The industry has developed a product and method to control and direct treatment fluids through casing perforations and into the production zone or zones. The product is called a ball sealer: in reality a series of ball sealers which are capable of plugging the casing perforations. The ball sealers are slightly larger than the casing perforation and are capable of shutting off fluid flow through the casing perforation if and when they fall in front of a perforation. (The art is placing the sealers in the wellbore so that they will seal a perforation at the right time.) The associated method involves pumping the ball sealers into the wellbore along with the treatment fluids in an orderly manner so that they plug the offending perforation at the right time.
The standard method of use requires that the ball sealers be staged in the stimulation fluid as it is pumped into the wellbore. For example, assume that a simulation treatment requires 24 barrels (1,000 gallons) of fluid, and it is known that there are 24 perforations in the wellbore; thus 48 balls will be required. (The operator generally doubles the number of perforations to determine the number of balls.) In this example, the operator would release one ball for each one-half barrel pumped into the wellbore. This will help assure that each perforation is treated with an adequate amount of stimulation fluid before the next ball contacts the next perforation sealing it prior to increased fluid pressure breaking down (opening up) the next unsealed perforation and treating the formation associated with that perforation. The sequence of seal a perforation, treat the next, seal that perforation, treat the next, etc. continues until all the perforations have been ideally treated. At the surface, the operator will note a slight increase in pressure as one perforation is sealed and until the next formation opens up under pressure with an associated pressure decrease. The actual order of perforation treatment will not be from bottom to top, but will be associated with the order in which a given formation associated with a given perforation opens up. Ideally, at the end of the operation, all perforations seal and a sharp pressure increase is seen at the surface: this phenomena is called "balling out" and indicates that all perforations have been treated.

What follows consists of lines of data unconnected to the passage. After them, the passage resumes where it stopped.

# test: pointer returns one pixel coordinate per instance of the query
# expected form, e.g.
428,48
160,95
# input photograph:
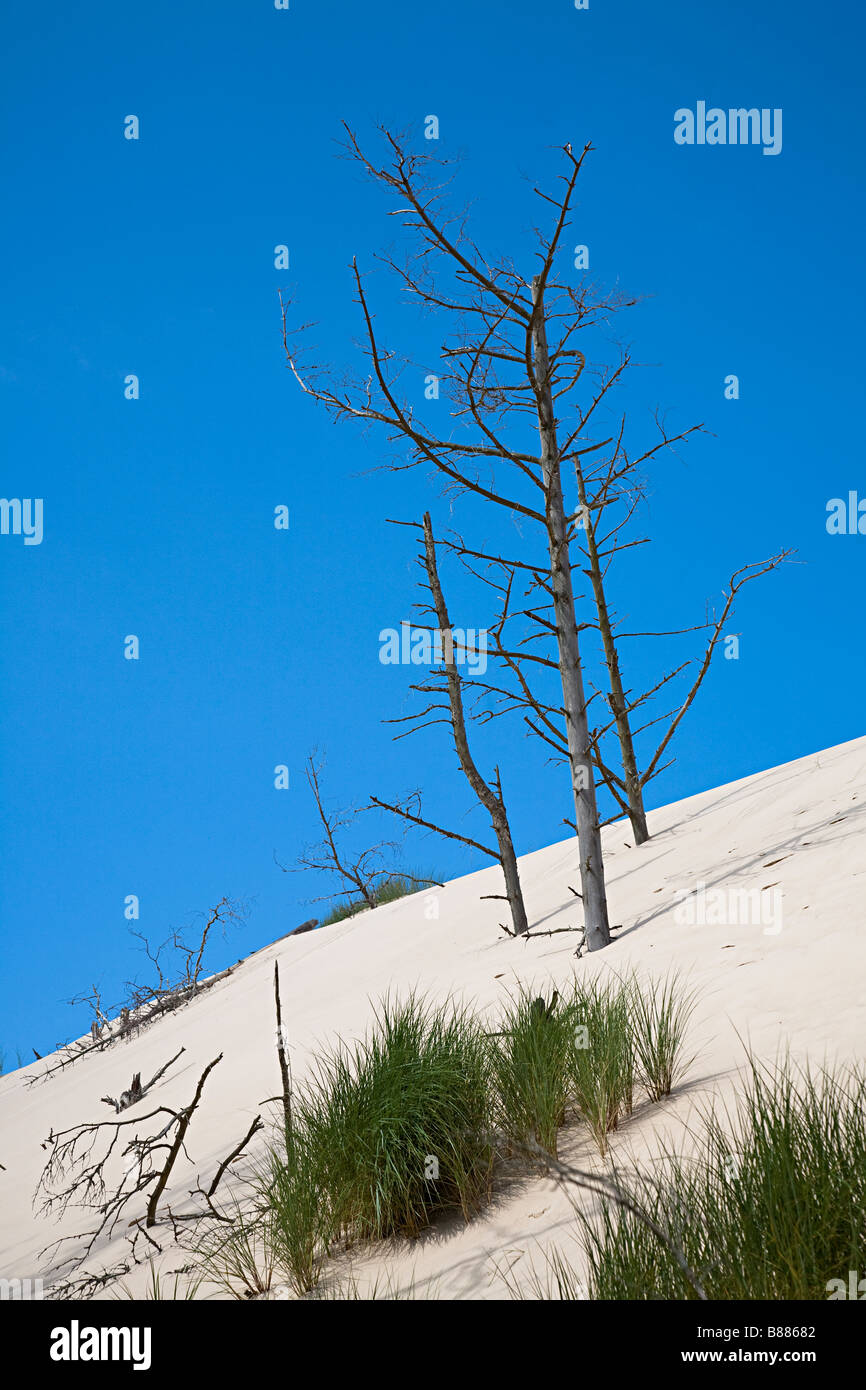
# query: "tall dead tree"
489,797
503,323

Once the initial or secondary operations are complete, the ball sealers fall away from the perforations (due to flow from the formation into the wellbore) and generally remain in the wellbore where they become a nuisance and present operational problems. Most wellbores contain a `rat hole` which is an extension of the wellbore below the lower casing perforation about 20 plus feet in depth. (In some wellbores this rat hole can become filled with debris and no longer exists.) The balls fall into the rat hole, where, under some circumstances one may be picked up by the motion of the produced fluid and carried to surface. At the surface a renegade ball can plug the surface production valves creating a safety hazard. Some operators will place "ball catchers" at the surface to avoid this problem. Often the wellbore operator must reenter the hole with drilling tools and the excess balls surround the drilling pipe or downhole tools jamming the pipe or tools in the wellbore. This results in an expensive "fishing" operation to retrieve the jammed tools.